After some point, however, this methane transport pattern gradually diminished once most of the methane within the limited regions was released from the cable. While the initial degassing process continued, for the uniform methane distribution case, the methane concentration level in the middle of the XLPE was mostly maintained constant due to the extremely minor concentration gradient within the middle of the XLPE layer (see the layer in orange shown in
Figure 14). Therefore, methane transport was barely possible within the uniform concentration region until the front end of the methane concentration reduction approached near the area to initiate some concentration gradient. Thus, this passive diffusion characteristic of the methane in the middle layer did not support the degassing efficiency for the initial stages of the degassing process. In contrast to the uniform case, the nonuniform methane distribution maintained a relatively constant level of the concentration gradient distributed over the whole XLPE layer. As shown in
Figure 15, therefore, all the methane within the XLPE actively transferred during the entire degassing time. This continuous methane diffusion within the whole XLPE increased the degassing efficiency and, thus, reduced the degassing efficiency deviation later in the degassing process as presented in
Figure 13b and
Figure 14. In addition to the general comparison of the methane distribution, the deviation between the uniform and nonuniform distribution patterns strongly depended on the internal boundary condition for the conductor as well. As presented in
Figure 14b, the largest and the smallest deviations were found where no-flow and open boundary conditions were applied for the conductor surface, while the internal hole boundary conditions led to the intermediate deviation, albeit closer to the case with the open boundary condition. Based on the deviation data obtained under different boundary conditions and the methane transport characteristics, the more difficult the methane diffusion condition applied to the cable degassing analysis, the larger the deviation between the uniform and nonuniform distribution cases.

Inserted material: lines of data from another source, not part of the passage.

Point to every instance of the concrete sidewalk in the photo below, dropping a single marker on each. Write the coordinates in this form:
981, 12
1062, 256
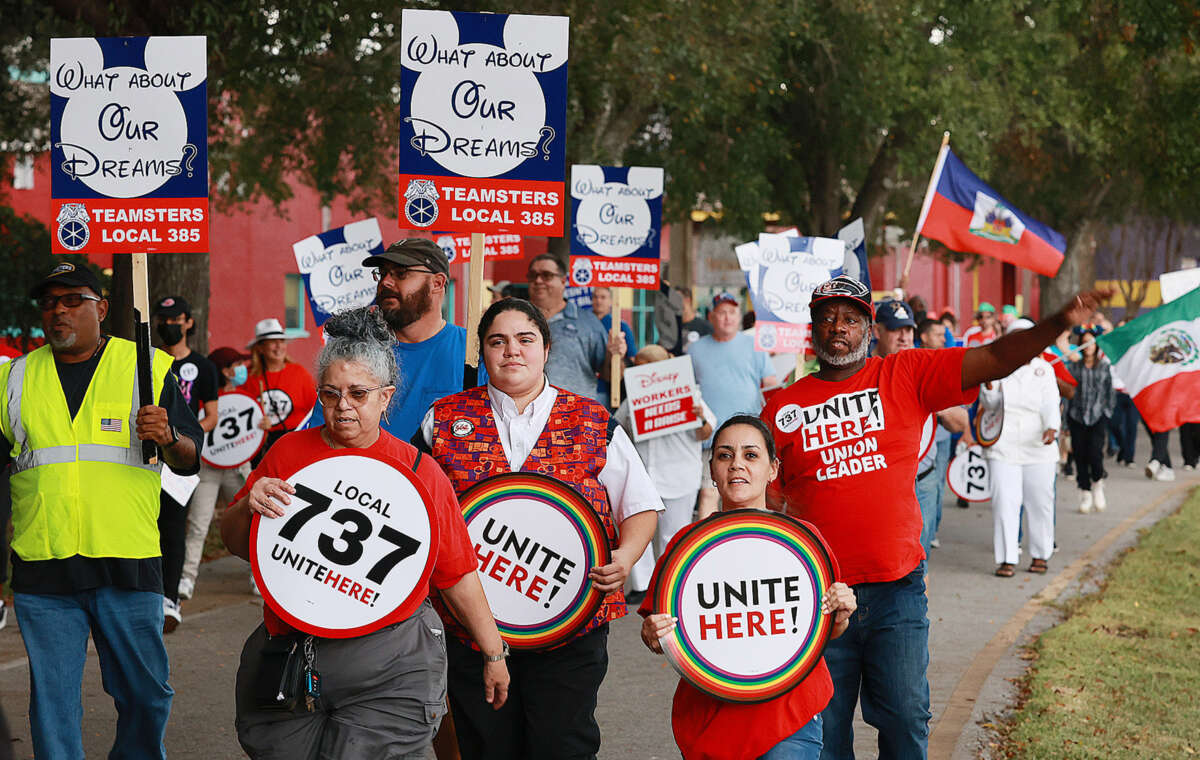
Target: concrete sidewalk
977, 623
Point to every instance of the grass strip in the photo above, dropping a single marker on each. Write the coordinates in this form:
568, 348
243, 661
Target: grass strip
1120, 676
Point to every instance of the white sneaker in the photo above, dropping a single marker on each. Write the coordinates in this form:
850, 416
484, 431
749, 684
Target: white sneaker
171, 615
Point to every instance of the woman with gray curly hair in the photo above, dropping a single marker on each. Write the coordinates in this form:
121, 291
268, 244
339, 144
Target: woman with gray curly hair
381, 694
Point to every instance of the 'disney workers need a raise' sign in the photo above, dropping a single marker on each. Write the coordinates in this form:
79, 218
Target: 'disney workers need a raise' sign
483, 121
129, 145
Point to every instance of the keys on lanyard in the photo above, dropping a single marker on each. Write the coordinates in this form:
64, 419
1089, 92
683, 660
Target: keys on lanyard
311, 677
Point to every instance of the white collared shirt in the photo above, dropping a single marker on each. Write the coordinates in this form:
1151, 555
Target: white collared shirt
629, 486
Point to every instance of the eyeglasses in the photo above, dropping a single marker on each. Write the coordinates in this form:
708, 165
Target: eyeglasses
71, 300
397, 273
357, 396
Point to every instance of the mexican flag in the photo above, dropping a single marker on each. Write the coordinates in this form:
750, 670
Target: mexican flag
1158, 358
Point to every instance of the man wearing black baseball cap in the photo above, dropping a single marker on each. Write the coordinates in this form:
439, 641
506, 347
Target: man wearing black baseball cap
847, 438
198, 382
412, 276
85, 546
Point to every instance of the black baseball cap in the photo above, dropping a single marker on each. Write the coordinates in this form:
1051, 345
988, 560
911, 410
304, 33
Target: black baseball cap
172, 306
413, 252
70, 276
894, 315
844, 286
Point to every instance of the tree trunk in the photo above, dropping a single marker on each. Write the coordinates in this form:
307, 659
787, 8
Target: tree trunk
171, 274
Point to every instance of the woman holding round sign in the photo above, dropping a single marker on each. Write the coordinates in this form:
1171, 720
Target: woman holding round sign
1023, 460
747, 632
346, 528
559, 508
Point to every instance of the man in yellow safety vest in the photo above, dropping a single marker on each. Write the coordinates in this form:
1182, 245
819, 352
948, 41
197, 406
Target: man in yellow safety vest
84, 507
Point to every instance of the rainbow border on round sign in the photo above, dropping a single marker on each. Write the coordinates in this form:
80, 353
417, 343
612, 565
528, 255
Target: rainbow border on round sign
570, 503
669, 586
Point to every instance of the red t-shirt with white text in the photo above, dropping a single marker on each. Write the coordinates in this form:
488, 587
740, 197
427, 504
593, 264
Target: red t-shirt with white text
849, 455
455, 551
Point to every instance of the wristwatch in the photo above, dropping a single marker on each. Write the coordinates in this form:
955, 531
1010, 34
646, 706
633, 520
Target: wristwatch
496, 658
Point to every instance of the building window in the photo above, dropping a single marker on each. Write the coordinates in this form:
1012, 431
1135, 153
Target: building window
295, 303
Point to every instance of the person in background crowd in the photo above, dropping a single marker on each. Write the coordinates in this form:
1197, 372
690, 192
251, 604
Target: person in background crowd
582, 346
87, 560
676, 465
784, 728
603, 306
381, 693
217, 485
1087, 414
985, 330
283, 388
520, 422
198, 382
1007, 317
731, 375
877, 406
1023, 460
694, 325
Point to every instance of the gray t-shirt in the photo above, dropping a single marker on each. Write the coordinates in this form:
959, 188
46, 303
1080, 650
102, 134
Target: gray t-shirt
577, 349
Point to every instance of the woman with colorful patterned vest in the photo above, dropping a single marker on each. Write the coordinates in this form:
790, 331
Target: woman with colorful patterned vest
521, 423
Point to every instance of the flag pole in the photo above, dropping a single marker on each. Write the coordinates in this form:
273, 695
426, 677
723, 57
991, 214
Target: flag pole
928, 201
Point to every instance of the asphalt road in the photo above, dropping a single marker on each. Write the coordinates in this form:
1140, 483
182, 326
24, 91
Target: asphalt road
976, 621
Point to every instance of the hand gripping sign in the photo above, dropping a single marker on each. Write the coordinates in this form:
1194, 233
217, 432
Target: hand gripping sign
537, 539
354, 550
617, 220
745, 587
129, 145
237, 437
483, 121
970, 476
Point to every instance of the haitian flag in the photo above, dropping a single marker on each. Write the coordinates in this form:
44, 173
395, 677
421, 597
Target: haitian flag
1158, 358
971, 217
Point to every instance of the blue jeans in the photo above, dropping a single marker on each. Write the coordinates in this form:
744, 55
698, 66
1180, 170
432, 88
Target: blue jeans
127, 629
883, 653
804, 744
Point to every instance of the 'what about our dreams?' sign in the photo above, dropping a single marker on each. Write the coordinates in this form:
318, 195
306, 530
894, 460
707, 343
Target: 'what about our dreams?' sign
483, 121
617, 223
129, 145
331, 267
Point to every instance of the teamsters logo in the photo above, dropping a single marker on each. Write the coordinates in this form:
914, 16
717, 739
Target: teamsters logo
1171, 345
993, 220
73, 232
421, 208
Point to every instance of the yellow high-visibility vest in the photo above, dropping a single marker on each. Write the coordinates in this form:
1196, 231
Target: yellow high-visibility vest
79, 486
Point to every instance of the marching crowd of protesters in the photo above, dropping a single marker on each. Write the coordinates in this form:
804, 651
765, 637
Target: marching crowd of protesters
391, 381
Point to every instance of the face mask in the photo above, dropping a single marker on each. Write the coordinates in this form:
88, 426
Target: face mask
171, 334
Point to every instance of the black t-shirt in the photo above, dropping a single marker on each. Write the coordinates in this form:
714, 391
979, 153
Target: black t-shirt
79, 573
198, 380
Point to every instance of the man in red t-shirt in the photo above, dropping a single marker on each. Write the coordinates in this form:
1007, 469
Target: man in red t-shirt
847, 440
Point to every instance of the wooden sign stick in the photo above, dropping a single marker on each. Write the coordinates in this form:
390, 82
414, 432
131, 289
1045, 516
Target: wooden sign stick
142, 337
474, 297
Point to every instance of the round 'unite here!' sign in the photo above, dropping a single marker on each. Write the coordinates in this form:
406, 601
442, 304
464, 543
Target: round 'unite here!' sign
353, 551
237, 437
537, 539
745, 587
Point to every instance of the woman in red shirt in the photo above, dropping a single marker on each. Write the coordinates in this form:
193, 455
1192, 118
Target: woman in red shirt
283, 388
787, 726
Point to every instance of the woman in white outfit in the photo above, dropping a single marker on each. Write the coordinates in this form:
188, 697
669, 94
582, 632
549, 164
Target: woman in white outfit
1023, 460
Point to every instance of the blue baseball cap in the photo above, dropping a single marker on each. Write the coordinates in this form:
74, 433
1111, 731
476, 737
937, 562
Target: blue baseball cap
894, 315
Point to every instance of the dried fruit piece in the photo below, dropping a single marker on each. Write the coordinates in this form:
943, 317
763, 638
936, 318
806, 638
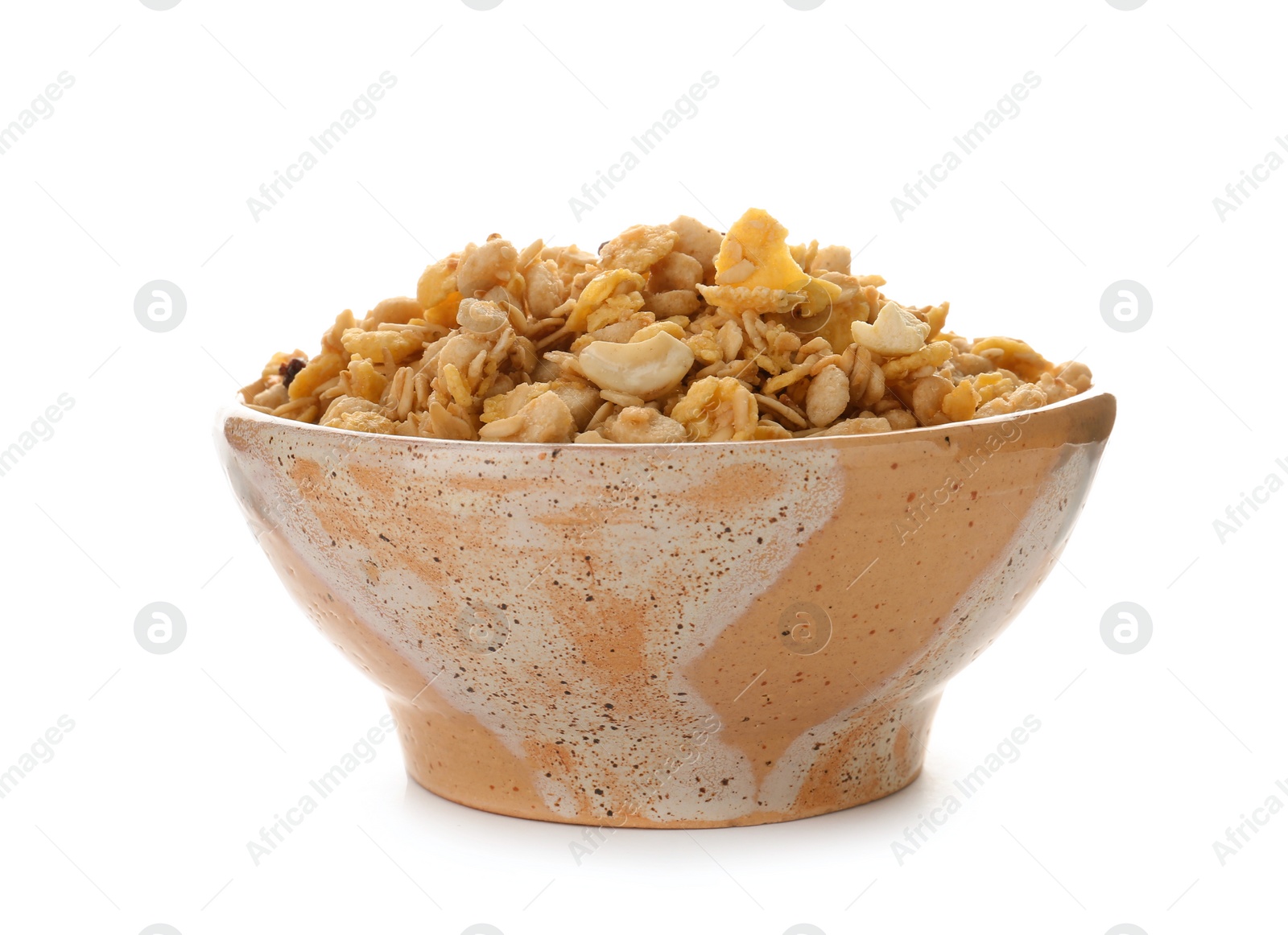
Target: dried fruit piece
718, 410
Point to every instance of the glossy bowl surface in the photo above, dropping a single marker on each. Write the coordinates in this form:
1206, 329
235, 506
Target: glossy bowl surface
688, 635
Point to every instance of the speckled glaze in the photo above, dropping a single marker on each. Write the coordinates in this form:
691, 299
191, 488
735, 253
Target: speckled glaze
667, 636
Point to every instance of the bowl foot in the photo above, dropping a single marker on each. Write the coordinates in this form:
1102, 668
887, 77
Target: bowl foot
865, 759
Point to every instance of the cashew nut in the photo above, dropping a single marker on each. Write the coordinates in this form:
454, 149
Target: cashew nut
895, 332
648, 369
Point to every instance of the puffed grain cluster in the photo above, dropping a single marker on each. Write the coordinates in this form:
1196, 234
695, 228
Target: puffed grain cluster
671, 332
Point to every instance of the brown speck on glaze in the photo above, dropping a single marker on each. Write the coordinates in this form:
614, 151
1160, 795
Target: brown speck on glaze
643, 679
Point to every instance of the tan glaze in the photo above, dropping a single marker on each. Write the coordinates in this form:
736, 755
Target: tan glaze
643, 679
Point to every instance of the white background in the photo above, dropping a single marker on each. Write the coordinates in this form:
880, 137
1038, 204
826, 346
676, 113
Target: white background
497, 117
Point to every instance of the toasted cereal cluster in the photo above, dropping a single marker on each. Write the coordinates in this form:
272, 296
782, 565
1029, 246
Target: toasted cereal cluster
673, 332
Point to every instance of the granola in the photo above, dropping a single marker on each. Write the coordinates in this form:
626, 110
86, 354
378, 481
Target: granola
671, 332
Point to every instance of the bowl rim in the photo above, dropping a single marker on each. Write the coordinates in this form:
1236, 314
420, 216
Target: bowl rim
237, 409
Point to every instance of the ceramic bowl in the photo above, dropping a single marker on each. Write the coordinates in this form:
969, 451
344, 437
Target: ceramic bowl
667, 636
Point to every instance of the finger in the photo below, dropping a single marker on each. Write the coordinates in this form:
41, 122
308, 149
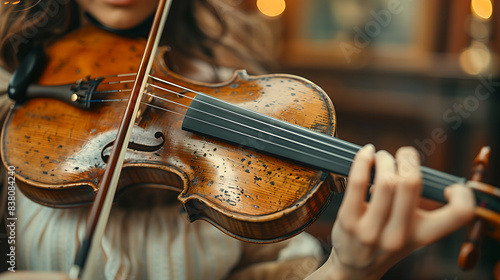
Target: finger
438, 223
406, 196
359, 179
380, 204
29, 275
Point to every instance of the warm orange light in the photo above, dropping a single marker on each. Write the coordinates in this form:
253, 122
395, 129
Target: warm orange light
271, 8
482, 8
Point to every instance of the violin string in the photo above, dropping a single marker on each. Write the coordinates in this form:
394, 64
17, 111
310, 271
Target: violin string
252, 128
432, 174
241, 133
112, 91
436, 180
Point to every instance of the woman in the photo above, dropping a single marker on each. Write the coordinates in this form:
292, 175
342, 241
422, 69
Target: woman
368, 238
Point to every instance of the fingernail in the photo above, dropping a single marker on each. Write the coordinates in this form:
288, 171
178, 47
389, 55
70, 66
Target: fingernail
369, 148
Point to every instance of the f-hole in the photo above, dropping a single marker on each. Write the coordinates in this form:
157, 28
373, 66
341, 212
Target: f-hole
150, 145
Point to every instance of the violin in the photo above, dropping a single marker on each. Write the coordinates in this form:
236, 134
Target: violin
255, 156
252, 155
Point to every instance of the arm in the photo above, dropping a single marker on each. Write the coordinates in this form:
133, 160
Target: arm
368, 238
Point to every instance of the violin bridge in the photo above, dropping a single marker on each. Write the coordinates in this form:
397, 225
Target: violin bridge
147, 99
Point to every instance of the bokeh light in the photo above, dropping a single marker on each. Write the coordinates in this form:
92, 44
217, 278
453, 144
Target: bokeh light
271, 8
482, 8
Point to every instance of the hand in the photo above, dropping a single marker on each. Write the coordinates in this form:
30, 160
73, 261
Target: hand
370, 237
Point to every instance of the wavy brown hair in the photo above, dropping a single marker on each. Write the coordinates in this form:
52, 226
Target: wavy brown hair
214, 31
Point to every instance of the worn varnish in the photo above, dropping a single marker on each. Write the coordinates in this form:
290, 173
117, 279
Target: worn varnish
59, 151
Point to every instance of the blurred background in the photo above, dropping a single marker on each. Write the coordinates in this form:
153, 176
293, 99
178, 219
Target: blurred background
401, 72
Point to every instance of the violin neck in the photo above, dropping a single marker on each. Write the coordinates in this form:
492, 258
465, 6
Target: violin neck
210, 116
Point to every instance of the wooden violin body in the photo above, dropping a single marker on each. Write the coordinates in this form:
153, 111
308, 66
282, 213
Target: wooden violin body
59, 151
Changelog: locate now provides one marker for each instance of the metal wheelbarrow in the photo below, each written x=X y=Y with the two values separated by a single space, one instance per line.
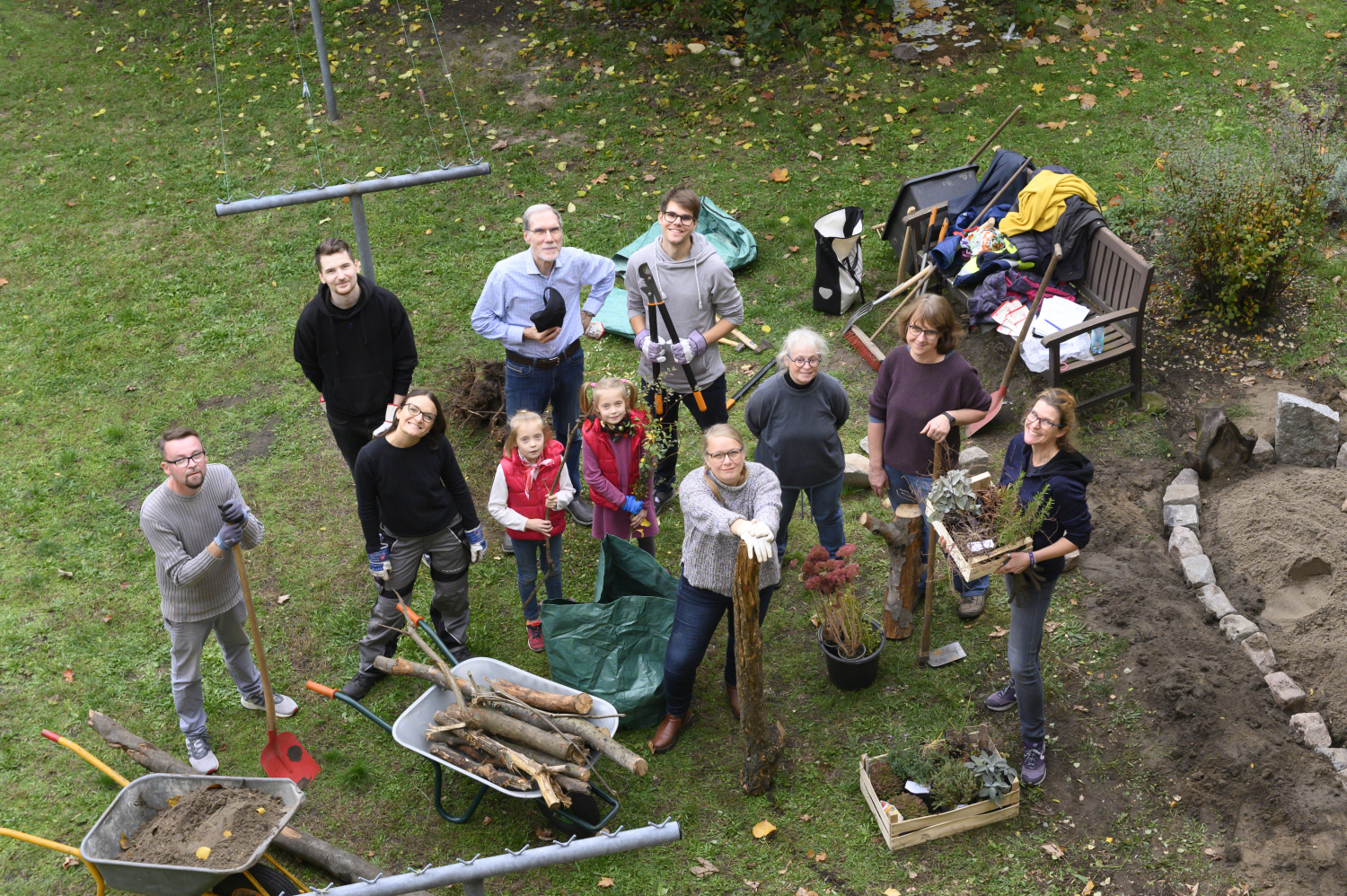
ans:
x=409 y=732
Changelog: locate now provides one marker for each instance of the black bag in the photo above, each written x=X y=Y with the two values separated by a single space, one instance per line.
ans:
x=552 y=312
x=837 y=260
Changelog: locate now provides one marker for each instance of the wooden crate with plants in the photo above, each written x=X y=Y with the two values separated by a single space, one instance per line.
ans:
x=967 y=780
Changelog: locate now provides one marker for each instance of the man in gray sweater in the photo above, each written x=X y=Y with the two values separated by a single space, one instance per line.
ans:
x=697 y=287
x=193 y=522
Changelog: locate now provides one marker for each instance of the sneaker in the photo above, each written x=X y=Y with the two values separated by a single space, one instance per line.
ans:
x=535 y=637
x=1034 y=766
x=581 y=511
x=1002 y=699
x=360 y=685
x=202 y=759
x=285 y=707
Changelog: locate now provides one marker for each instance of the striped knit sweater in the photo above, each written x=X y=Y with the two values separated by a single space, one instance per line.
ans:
x=194 y=585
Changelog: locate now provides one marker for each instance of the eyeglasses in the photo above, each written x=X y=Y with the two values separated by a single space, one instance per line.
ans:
x=191 y=459
x=412 y=412
x=1034 y=419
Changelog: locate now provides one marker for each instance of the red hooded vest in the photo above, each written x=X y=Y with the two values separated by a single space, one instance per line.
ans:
x=603 y=446
x=531 y=499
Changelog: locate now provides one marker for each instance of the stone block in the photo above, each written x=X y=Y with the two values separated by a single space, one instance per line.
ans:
x=1183 y=489
x=1183 y=515
x=1309 y=729
x=1307 y=431
x=1198 y=570
x=974 y=460
x=1183 y=543
x=1260 y=651
x=857 y=472
x=1237 y=628
x=1285 y=691
x=1335 y=755
x=1218 y=605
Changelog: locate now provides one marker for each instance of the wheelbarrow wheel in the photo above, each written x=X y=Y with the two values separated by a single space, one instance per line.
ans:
x=269 y=877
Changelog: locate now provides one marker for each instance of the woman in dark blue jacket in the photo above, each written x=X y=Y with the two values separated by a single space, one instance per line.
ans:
x=1048 y=459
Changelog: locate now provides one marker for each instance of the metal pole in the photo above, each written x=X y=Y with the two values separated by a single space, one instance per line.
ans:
x=322 y=59
x=357 y=188
x=357 y=218
x=477 y=869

In conclusion, the nonuniform methane distribution case obviously showed less methane degassing efficiency during a relatively short time of the degassing, and the internal boundary condition for the conductor also significantly influenced the degassing efficiency. In the long term (7–8 days), however, the difference of the remaining methane concentrations due to the two methane distribution types greatly decreased over time. Based on these observation, we can thus confirm that the nonuniform methane distribution for a fresh cable was an important modeling parameter for cable degassing evaluation and analysis. The degassing efficiency calculation with a uniform methane distribution may result in substantial error on degassing efficiency, especially during the initial stages of degassing. However, the amount of error due to the uniform methane distribution became smaller with the degassing time.